No Writing In Moses Day: For example, the higher critical theories originally assumed that writing was not in use in the days of the Patriarchs. Consequently, they concluded Moses could not have written the Pentateuch because writing had not been invented at that time. We now know that writing was practiced centuries before the time of Moses and that he certainly had the capability to write the first five books of the Old Testament.
Written In Third Person: Another accusation against Mosaic authorship concerns the way Moses is portrayed in the Pentateuch. It is argued that Moses could not be the author of these books because he would not write about himself in the third person. In the Law, Moses is always referred to in the third person. For example, we read:
“Now the man Moses was very humble, more than all men who were on the face of the earth (Numbers 12:3 ).Supposedly, no writer would describe himself in such terms.”
Not Persuasive: This argument against Mosaic authorship is not very persuasive. Many ancient authors wrote about themselves in the third person such as Julius Caesar in the Gallic Wars. We also have a biblical example of this occurring. Ezra, who wrote the book that bears his name, wrote in both the first and third person in his book.

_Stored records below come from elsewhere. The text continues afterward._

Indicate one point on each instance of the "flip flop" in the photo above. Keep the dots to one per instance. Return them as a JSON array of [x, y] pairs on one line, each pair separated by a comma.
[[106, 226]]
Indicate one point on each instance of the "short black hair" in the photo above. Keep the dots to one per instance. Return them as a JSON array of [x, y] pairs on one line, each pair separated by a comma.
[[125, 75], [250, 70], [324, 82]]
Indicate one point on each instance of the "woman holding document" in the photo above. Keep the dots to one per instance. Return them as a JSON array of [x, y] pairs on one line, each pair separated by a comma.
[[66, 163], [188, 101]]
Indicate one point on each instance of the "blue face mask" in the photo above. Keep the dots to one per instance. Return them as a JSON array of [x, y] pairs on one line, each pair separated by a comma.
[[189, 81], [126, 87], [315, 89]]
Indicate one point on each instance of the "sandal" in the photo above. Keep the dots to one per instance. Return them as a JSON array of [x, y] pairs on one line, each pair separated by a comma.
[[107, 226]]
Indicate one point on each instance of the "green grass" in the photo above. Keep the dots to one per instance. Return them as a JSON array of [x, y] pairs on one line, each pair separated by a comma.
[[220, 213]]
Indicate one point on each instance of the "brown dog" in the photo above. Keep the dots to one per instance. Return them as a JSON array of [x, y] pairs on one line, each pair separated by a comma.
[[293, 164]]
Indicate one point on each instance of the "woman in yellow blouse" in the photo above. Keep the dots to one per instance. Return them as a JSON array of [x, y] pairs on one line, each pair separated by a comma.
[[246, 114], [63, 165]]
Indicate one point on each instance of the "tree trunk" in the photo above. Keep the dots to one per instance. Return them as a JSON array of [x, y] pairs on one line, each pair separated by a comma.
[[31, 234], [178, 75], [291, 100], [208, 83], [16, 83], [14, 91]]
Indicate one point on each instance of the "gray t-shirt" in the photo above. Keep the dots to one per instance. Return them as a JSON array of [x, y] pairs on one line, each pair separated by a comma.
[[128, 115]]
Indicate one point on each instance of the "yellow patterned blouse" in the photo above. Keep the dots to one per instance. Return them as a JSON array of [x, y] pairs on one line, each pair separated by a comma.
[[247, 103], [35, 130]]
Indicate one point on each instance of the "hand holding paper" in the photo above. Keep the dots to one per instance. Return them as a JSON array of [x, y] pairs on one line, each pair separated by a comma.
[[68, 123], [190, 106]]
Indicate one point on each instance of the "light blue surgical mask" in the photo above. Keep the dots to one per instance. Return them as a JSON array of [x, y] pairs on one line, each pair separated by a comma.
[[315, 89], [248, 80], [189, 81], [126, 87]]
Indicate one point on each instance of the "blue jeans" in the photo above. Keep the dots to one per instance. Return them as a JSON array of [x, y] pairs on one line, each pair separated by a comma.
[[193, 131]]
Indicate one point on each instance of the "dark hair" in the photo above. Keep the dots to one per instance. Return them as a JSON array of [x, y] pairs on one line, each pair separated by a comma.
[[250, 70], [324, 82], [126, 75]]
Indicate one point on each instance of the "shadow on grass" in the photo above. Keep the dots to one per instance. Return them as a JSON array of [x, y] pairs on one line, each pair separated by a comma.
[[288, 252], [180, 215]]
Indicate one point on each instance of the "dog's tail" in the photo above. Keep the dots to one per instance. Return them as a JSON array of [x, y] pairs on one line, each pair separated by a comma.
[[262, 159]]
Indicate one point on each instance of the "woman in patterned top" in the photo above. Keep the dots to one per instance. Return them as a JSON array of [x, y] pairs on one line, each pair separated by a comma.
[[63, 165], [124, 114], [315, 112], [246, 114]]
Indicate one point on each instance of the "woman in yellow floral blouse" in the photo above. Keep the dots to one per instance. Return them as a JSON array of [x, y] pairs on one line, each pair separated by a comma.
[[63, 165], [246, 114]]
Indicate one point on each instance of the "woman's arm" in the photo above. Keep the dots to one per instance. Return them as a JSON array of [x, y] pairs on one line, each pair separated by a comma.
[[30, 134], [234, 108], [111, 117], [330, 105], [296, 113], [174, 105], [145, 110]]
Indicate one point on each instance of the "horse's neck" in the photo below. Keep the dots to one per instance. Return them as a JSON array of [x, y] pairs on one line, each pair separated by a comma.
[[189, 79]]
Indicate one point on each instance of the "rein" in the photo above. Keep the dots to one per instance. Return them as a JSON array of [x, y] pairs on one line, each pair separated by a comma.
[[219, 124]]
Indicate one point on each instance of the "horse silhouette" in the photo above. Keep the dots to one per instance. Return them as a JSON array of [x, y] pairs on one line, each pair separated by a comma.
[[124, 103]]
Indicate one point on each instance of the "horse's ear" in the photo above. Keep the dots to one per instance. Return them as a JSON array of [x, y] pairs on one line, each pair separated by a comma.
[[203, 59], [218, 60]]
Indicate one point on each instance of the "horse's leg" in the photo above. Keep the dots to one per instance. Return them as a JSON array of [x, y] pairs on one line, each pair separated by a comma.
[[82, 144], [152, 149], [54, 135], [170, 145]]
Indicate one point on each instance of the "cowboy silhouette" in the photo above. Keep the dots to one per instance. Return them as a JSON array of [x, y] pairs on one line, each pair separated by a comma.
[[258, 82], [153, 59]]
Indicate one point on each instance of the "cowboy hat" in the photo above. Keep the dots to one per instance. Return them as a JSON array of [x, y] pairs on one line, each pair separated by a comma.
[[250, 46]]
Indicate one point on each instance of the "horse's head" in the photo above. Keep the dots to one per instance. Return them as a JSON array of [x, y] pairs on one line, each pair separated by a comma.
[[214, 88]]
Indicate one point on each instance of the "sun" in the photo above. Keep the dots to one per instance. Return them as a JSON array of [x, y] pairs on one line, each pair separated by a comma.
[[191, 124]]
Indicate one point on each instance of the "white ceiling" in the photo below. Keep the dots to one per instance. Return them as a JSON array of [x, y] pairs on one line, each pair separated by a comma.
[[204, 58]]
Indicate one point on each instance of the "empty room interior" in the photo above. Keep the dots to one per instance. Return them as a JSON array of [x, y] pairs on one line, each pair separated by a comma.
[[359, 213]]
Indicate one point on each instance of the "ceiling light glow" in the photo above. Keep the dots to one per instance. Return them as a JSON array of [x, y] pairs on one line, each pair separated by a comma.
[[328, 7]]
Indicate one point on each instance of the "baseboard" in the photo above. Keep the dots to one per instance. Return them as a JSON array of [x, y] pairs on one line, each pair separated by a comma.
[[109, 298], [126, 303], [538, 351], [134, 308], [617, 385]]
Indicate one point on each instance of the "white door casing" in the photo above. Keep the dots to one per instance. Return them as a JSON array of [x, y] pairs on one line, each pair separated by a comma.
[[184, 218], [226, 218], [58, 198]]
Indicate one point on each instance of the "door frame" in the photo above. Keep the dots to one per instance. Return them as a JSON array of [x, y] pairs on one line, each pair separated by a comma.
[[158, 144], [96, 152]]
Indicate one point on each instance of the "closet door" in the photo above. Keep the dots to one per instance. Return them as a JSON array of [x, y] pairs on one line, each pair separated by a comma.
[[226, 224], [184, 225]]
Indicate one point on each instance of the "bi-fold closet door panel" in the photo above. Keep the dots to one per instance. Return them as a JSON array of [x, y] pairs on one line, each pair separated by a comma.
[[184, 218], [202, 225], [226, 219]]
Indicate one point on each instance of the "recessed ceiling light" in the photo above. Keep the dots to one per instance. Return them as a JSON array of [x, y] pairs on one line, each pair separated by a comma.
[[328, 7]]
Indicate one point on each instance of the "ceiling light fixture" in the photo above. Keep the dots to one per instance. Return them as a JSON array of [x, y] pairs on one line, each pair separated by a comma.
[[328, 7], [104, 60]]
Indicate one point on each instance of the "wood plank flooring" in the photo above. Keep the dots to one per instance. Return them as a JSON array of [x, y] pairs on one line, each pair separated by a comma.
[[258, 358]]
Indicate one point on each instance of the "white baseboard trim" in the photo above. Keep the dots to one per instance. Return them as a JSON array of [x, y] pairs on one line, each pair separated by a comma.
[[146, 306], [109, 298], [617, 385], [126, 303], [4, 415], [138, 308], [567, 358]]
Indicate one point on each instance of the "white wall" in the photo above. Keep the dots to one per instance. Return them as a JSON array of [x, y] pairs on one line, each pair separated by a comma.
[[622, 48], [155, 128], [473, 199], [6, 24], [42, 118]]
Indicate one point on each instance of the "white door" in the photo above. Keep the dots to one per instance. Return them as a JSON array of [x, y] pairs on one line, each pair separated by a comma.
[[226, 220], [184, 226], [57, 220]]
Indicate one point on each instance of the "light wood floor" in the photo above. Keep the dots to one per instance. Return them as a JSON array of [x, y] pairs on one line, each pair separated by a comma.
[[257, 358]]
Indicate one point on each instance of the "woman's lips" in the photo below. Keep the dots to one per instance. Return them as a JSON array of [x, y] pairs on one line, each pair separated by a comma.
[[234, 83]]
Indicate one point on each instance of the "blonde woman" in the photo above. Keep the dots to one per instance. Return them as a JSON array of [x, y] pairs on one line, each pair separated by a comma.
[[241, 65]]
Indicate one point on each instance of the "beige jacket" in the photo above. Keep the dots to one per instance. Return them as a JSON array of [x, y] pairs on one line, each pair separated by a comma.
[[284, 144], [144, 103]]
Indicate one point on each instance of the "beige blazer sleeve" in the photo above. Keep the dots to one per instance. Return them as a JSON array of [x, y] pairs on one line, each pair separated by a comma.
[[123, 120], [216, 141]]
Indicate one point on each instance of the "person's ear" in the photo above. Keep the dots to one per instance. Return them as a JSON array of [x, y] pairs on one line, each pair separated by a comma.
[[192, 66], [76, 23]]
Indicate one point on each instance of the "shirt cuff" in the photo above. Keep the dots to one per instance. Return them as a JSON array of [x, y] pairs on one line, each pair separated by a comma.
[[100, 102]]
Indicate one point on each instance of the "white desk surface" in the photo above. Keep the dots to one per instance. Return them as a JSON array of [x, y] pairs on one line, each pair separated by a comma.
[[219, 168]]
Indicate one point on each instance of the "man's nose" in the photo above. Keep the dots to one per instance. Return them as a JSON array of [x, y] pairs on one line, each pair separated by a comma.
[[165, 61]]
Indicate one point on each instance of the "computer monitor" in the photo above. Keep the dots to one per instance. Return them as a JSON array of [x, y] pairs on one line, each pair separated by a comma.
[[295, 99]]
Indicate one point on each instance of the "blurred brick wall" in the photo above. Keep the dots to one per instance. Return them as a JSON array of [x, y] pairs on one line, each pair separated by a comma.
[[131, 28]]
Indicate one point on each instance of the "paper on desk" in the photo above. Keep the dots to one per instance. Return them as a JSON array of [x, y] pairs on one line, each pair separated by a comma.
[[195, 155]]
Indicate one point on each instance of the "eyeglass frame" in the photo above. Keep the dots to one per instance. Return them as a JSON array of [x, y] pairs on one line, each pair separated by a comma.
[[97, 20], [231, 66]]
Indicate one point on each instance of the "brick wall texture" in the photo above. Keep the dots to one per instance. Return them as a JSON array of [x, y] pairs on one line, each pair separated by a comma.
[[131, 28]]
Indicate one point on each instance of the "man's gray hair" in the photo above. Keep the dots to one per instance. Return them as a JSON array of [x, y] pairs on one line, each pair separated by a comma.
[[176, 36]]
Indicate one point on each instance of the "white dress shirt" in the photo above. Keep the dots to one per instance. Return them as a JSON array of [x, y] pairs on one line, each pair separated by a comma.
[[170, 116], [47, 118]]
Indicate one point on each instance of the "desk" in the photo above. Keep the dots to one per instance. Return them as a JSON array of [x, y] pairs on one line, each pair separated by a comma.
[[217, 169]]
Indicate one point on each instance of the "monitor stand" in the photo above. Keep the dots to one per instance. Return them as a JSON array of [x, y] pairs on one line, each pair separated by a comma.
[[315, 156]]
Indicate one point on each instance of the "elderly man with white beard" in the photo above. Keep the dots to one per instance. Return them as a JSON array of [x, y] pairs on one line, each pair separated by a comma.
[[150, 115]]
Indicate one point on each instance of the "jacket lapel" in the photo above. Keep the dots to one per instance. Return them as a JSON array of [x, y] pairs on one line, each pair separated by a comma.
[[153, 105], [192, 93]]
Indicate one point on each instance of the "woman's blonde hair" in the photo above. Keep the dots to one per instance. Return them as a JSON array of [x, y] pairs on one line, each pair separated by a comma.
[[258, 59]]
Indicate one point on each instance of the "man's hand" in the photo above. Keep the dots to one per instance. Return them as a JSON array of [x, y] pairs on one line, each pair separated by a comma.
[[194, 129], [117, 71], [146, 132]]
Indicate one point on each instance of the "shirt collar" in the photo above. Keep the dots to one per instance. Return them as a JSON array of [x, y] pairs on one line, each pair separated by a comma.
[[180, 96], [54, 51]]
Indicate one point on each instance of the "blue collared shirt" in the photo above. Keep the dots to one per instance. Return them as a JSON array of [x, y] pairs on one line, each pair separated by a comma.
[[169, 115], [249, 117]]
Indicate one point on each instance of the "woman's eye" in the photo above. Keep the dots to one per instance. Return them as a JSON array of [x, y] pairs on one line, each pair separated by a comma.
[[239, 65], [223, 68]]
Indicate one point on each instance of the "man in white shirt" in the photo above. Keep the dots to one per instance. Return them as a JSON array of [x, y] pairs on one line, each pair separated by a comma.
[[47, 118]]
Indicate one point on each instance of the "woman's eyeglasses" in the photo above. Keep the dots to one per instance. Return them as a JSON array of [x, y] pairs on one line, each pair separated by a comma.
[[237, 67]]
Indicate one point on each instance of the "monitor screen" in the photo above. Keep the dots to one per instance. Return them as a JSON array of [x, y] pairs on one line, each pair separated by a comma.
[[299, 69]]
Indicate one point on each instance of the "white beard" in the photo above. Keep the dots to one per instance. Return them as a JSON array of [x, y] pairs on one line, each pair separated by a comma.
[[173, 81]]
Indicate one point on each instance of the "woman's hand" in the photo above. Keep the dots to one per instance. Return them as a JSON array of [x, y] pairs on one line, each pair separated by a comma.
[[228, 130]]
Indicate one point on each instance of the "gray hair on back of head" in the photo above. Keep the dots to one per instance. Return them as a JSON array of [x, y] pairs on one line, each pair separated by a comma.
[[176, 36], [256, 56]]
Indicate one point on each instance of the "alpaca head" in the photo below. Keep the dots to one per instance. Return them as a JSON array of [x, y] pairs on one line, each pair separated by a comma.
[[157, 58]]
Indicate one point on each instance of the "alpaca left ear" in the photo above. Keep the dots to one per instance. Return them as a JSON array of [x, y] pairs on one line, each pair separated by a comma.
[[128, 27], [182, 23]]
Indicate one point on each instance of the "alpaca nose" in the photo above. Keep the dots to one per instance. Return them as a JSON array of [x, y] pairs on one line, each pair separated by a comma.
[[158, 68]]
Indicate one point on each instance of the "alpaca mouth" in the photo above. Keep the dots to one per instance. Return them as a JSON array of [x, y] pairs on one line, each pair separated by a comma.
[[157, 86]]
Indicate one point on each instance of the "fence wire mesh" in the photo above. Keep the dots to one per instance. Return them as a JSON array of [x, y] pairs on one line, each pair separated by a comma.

Did Moses Write About His Death?:It is also contended that Moses could not have written the Pentateuch because he could not have written his own obituary ( Deuteronomy 34:5-8 ). How could he have written about his own death before he died?
Perhaps Written By Joshua: However, it is not necessary to assume that Moses wrote the last part of Deuteronomy that contained his obituary. It could easily have been written by Joshua.
The idea that Moses could not or did not write the first five books of the Old Testament does not fit the facts. The main arguments raised by the critics have shown to be fallacious. The traditional point of view, that Moses wrote the Pentateuch, should be upheld.